3. “Data Subject Rights” means all rights granted to Data Subjects by Data Protection Law, such as the right to information, access, rectification, erasure, restriction, portability, objection, and not to be subject to automated individual decision-making;
4. “Restricted Data Transfer” means any international transfer of Personal Data that would be prohibited under Data Protection Law in the EEA or UK without implementation of additional safeguards such as Standard Contractual Clauses.
5. “Personnel” means any natural person acting under the authority of Confirm;
6. “Personal Data” means any information that constitutes “personal data” or “personal information” within the meaning of applicable Data Protection Law that Confirm may access in performing the Services under the Agreement.
7. “Personal Data Breach” means actual or reasonable degree of certainty of unauthorized destruction, loss, control, alteration, disclosure of, or access to, Personal Data for which Confirm is responsible. Personal Data Breaches do not include unsuccessful access attempts or attacks that do not compromise the confidentiality, integrity, or availability of Personal Data, including unsuccessful log-in attempts, pings, port scans, denial of service attacks, and other network attacks on firewalls or networked systems.
8. “Sell” means to sell, rent, release, disclose, disseminate, make available, transfer, or otherwise communicate Personal Information to a third party for monetary or other valuable consideration.
9. “Sensitive Data” means any type of Personal Data that is designated as a sensitive or special category of Personal Data, or otherwise subject to additional restrictions under Data Protection Law or other laws to which the Controller is subject;
10. “Services” means the services and/or products to be provided by Confirm to Customer under the Agreement. The Services shall also include any required, usual, appropriate or acceptable methods to perform activities related to the Services, including (a) carrying out the Services or the business of which the Services are a part, (b) carrying out any benefits, rights and obligations related to the Services, (c) maintaining records relating to the Services, and (d) complying with any legal or self-regulatory obligations related to the Services;
11. “Share” means to share, rent, release, disclose, disseminate, make available, transfer, or otherwise communicate Personal Information to third parties for targeted advertising to an individual based on Personal Information obtained from the individual’s activity across non-affiliated or distinctly-branded websites, applications, or services.
12. “Subprocessor” means a Processor engaged by a Processor to carry out Processing on behalf of a Controller;
13. “Standard Contractual Clauses” means the clauses annexed to the EU Commission Implementing Decision 2021/914 of June 4, 2021 on standard contractual clauses for the transfer of personal data to third countries pursuant to Regulation (EU) 2016/679 of the European Parliament and of the Council as amended or replaced from time to time; and‍
14. “UK Addendum” means the International Data Transfer Addendum to the EU Commission Standard Contractual Clauses, issued by the UK Information Commissioner for parties making restricted transfers.

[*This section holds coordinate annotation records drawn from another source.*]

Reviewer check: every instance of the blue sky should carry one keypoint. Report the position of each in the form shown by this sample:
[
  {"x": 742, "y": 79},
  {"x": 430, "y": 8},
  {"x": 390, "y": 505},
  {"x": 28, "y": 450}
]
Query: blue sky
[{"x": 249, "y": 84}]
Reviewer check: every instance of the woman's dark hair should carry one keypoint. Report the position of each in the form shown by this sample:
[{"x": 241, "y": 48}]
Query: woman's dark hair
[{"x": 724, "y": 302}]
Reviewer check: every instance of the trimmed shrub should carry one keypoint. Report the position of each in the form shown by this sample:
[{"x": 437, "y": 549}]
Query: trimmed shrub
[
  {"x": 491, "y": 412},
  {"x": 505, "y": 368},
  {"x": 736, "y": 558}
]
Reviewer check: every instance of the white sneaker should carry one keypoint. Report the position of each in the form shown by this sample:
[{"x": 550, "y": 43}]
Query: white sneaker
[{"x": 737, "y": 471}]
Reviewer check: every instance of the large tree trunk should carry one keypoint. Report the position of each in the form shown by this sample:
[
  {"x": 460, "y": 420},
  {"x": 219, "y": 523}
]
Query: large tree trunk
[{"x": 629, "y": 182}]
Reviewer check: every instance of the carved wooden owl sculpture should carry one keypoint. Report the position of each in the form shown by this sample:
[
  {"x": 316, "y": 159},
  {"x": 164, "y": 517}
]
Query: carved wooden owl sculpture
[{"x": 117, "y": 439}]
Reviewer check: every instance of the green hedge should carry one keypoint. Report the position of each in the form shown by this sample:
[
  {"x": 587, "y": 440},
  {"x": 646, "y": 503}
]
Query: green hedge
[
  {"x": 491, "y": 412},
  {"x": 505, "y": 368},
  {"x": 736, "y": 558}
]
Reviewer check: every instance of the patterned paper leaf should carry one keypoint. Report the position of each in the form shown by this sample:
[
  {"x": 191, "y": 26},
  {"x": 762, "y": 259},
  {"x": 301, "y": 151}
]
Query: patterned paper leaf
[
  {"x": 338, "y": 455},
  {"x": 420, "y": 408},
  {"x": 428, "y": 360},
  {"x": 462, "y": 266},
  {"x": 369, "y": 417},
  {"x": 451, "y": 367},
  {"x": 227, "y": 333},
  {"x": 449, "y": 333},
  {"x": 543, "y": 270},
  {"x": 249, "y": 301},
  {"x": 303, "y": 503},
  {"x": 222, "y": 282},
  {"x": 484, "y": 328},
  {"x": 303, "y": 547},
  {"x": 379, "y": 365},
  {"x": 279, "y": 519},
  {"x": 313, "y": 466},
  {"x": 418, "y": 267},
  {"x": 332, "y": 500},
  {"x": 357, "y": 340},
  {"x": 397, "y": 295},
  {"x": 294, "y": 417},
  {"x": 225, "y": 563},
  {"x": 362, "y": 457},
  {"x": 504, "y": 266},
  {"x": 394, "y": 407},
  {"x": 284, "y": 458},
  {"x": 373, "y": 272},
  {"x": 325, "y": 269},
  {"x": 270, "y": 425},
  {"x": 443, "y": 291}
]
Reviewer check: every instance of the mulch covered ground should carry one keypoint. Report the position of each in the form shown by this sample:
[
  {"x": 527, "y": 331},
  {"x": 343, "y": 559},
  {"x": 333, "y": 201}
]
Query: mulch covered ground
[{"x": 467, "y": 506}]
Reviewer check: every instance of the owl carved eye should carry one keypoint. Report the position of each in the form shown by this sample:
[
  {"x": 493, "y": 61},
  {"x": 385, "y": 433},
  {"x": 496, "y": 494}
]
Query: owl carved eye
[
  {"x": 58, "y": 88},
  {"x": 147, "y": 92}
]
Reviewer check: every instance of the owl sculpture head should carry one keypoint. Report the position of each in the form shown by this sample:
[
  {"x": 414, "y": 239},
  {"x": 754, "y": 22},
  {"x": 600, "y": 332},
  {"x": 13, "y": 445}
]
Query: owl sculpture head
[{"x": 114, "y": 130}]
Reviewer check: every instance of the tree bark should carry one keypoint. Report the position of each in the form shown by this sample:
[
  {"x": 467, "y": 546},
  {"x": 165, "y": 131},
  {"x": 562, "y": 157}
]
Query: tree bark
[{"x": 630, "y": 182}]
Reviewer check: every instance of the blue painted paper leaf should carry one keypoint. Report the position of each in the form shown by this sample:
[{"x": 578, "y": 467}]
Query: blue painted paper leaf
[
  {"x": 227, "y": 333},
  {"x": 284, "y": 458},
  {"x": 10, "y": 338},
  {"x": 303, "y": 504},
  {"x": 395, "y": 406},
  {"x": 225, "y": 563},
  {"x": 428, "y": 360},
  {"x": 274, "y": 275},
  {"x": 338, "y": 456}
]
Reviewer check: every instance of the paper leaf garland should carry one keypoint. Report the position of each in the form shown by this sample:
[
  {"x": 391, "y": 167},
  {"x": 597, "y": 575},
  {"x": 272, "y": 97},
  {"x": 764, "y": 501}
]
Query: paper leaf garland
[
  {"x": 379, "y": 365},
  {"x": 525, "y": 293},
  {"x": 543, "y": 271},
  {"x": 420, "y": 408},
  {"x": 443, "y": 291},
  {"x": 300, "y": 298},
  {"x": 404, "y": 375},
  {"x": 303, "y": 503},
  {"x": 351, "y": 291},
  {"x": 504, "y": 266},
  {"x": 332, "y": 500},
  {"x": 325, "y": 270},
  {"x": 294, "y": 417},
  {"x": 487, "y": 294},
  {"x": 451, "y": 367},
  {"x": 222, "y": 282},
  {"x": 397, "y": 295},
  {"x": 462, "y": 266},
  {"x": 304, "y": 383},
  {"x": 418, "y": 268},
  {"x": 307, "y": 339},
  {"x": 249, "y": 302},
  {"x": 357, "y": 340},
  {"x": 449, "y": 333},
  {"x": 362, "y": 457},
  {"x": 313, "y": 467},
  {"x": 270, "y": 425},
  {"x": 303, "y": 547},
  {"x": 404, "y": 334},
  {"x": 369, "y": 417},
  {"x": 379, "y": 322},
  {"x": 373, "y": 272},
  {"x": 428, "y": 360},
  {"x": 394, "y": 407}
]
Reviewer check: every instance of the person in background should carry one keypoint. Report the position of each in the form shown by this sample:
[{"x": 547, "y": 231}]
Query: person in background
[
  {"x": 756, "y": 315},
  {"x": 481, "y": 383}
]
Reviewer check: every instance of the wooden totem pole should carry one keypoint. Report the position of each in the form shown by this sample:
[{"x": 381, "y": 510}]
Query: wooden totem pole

1.     1.2. Capitalized terms used but not defined herein have the meaning given to them in the Agreement.

2.   Roles‍

1. If Data Protection Law applies to the Processing of Personal Data, the parties agree that Confirm shall process Personal Data only as a Processor acting on behalf of Customer and, with respect to CCPA and other applicable U.S. state privacy laws, as a service provider, in each case, regardless of whether Customer acts as a Controller or as a Processor on behalf of a third-party Controller with respect to Personal Data.

3.   Scope‍

1. This DPA applies to Processing of Personal Data by Confirm in the context of the Agreement.
2. The subject matter, nature and purpose of the Processing, the types of Personal Data and categories of Data Subjects are set out in Annex I, which is an integral part of this DPA.

4.  Instructions

1. Confirm will only Process Personal Data to provide the Services (a) to Customer and (b) Customers’ employees at the employee’s request, as set out in the Agreement.
2. It is the parties’ intent that Confirm is a Service Provider, and Confirm certifies that it will not (a) Sell or Share Personal Data; (b) retain, use, or disclose the Personal Data for any purpose other than for the specific purpose of providing the Services under the Agreement, including retaining, using, or disclosing the personal information for a commercial purpose other than the provision of the Services; or (c) retain, use, or disclose the Personal Data to any person other than as necessary to provide the Services or outside of the direct business relationship between the parties.
3. Customer’s instructions are documented in Annex I, the Agreement, and any applicable statement of work.
4. Customer may issue additional instructions to Confirm as it deems necessary to comply with Data Protection Law. Such instructions must be provided to Confirm in writing and acknowledged in writing by Confirm as constituting instructions for purposes of this DPA, and Confirm may charge a reasonable fee to comply with any such additional instructions.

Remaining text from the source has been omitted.